= Moerocles =

Ancient Athenian orator

Moerocles (Μοιροκλῆς; lived 4th century BC) was an Athenian orator, native of Salamis. He was a contemporary of Demosthenes, and like him an opponent of the kings Philip and Alexander, and was one of the anti-Macedonian orators whom Alexander demanded to have given up to him after the destruction of Thebes, though he subsequently withdrew his demand on the mediation of Demades (335 BC). We find mention of him as the advocate of Theocrines, and in the oration against Theocrines, which was once placed among those of Demosthenes, he is spoken of as the author of a decree in accordance with which the Athenians and their allies joined their forces for the suppression of piracy.
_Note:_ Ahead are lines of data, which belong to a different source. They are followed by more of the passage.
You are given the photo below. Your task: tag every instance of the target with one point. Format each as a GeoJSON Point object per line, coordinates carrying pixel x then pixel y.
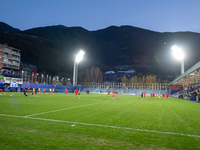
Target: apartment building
{"type": "Point", "coordinates": [9, 58]}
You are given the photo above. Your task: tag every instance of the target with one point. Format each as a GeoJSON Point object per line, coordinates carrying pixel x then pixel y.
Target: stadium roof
{"type": "Point", "coordinates": [190, 71]}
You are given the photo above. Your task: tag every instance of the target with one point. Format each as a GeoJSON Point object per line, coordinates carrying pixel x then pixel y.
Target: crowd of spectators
{"type": "Point", "coordinates": [10, 73]}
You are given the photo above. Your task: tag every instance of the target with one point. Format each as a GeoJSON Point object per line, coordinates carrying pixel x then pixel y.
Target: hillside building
{"type": "Point", "coordinates": [9, 60]}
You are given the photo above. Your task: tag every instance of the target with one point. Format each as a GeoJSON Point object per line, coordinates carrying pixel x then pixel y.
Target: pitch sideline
{"type": "Point", "coordinates": [99, 125]}
{"type": "Point", "coordinates": [63, 109]}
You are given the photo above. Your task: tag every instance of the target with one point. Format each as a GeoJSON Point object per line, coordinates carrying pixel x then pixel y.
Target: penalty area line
{"type": "Point", "coordinates": [100, 125]}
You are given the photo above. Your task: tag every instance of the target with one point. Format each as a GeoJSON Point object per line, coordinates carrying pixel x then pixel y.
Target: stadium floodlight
{"type": "Point", "coordinates": [178, 54]}
{"type": "Point", "coordinates": [78, 58]}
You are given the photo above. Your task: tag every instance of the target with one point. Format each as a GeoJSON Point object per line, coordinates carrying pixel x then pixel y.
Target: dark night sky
{"type": "Point", "coordinates": [156, 15]}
On one occasion he was prosecuted by Eubulus for an act of extortion practised upon those who rented the silver mines, and Timocles, the comic poet speaks of him as having received bribes from Harpalus. At one period of his life he had been imprisoned, though we do not know on what charge. He was afterwards the accuser of the sons of Lycurgus, according to a letter ascribed to Demosthenes, but whose authenticity is debated. According to the Pseudo-Plutarch, however, it was Menesaechmus on whose charge they were imprisoned. Moerocles is mentioned by Aristotle.